Following a series of congressional hearings, military leadership pledged to improve its oversight of these companies, which hold 50-year contracts. The Defense Department developed and rolled out an expanded tenant bill of rights last August that gave residents more leverage with their landlords and to negotiate disputes.
Still, advocates on Tuesday testified that more oversight is needed and service members must be educated on how to challenge housing companies and resolve issues.
Rachel Christian, founder of Armed Forces Housing Advocates, called for harsh penalties for Balfour Beatty, which she said has exploited service members in the name of profit.
"How many more cases of negligence, fraud and civil rights violations must be presented in this building before Balfour Beatty ... is banned from receiving further government contracts as well as removed from their current partnership with the Department of Defense?" Christian asked.
The private companies that manage military housing hold contracts of up to 50 years, many of which were signed in the late 1990s.
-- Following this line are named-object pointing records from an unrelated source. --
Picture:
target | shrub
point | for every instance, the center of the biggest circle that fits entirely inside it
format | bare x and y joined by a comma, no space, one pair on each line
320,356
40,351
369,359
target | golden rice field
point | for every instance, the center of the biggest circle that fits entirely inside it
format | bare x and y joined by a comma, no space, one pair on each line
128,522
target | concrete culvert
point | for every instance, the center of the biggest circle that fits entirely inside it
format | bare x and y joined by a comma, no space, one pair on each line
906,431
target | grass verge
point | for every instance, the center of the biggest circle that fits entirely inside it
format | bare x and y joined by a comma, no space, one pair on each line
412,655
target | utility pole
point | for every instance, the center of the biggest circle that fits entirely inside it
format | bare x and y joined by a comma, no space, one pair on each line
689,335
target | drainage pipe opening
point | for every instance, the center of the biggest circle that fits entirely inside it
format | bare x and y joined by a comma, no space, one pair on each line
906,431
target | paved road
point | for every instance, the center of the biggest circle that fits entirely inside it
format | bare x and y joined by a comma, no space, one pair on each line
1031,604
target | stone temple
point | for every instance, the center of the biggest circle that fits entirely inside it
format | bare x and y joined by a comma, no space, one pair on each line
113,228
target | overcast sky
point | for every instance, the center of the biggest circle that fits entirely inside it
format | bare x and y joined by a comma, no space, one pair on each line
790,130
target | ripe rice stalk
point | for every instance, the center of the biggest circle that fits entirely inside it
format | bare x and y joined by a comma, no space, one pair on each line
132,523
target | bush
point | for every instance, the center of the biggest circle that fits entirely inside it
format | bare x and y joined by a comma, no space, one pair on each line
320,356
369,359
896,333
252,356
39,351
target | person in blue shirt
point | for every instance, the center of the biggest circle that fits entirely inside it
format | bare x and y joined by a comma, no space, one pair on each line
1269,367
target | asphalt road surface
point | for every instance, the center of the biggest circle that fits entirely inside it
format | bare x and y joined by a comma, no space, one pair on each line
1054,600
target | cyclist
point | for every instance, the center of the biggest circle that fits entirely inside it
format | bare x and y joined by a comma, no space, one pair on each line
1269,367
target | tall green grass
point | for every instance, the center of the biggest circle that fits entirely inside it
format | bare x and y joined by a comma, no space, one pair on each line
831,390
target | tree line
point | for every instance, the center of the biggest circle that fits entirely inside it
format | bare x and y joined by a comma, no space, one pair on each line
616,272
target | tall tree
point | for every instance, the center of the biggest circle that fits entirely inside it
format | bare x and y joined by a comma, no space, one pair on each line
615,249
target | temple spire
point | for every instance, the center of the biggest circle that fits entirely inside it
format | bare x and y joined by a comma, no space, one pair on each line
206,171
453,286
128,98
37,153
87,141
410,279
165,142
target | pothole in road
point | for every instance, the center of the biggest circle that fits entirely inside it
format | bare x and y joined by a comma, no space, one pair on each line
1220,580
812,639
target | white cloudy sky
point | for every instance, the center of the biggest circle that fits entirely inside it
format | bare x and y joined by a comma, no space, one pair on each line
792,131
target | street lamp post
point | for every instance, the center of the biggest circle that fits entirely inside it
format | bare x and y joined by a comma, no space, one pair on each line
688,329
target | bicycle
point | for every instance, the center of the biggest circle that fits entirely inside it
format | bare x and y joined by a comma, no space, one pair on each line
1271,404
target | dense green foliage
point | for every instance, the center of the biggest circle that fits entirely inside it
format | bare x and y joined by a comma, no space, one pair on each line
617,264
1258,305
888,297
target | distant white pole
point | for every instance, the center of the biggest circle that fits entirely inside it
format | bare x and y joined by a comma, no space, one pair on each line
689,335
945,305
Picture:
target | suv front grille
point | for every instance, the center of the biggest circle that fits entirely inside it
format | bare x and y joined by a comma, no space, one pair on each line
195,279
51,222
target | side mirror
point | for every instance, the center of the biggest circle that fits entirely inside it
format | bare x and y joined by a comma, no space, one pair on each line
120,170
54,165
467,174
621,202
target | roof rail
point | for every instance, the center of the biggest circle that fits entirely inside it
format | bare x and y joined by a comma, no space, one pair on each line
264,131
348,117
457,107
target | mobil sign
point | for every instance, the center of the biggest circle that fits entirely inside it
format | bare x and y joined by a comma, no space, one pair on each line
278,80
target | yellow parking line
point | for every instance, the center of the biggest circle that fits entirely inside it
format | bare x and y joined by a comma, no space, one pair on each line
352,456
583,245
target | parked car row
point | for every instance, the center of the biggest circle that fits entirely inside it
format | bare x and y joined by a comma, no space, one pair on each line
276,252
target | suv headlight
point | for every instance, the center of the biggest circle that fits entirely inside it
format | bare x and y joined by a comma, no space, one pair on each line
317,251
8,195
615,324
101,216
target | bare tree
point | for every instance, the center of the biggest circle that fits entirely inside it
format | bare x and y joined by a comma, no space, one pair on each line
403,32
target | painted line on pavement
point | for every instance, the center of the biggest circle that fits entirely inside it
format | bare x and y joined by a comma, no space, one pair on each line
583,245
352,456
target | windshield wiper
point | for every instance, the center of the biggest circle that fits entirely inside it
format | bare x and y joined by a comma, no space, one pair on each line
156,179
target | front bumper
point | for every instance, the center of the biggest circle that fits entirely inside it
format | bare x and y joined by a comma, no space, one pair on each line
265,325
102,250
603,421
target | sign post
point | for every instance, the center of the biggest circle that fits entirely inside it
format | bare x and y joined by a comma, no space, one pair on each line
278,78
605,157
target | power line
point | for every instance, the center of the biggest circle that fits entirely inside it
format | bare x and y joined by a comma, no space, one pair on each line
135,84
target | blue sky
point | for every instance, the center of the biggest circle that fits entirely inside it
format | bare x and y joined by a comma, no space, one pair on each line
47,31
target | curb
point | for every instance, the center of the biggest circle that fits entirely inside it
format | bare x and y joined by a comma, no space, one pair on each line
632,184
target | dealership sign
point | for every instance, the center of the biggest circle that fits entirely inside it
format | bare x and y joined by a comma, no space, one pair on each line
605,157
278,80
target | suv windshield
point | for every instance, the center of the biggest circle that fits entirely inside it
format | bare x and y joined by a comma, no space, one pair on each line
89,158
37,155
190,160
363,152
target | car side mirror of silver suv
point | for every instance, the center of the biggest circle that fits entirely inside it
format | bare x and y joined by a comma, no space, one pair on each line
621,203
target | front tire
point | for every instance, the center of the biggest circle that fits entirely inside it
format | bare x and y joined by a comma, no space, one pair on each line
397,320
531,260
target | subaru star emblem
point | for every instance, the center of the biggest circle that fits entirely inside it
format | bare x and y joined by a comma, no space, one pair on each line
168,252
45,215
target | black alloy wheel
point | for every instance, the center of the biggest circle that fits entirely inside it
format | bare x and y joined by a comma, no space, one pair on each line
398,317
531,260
At the end of the hearing, Ossoff pledged additional oversight to provide safe housing for military personnel and said the company would be held accountable.
Sen. Ron Johnson of Wisconsin, the subcommittee's ranking Republican, agreed.
"These men and women should expect to live in conditions that will not damage the health and safety of themselves or their families," Johnson said. "The question that kept going through my mind throughout the investigation is the statement, 'Fool me once, shame on you. Fool me twice, shame on me.' You had a settlement ... and two years later, it seems like it's still going on."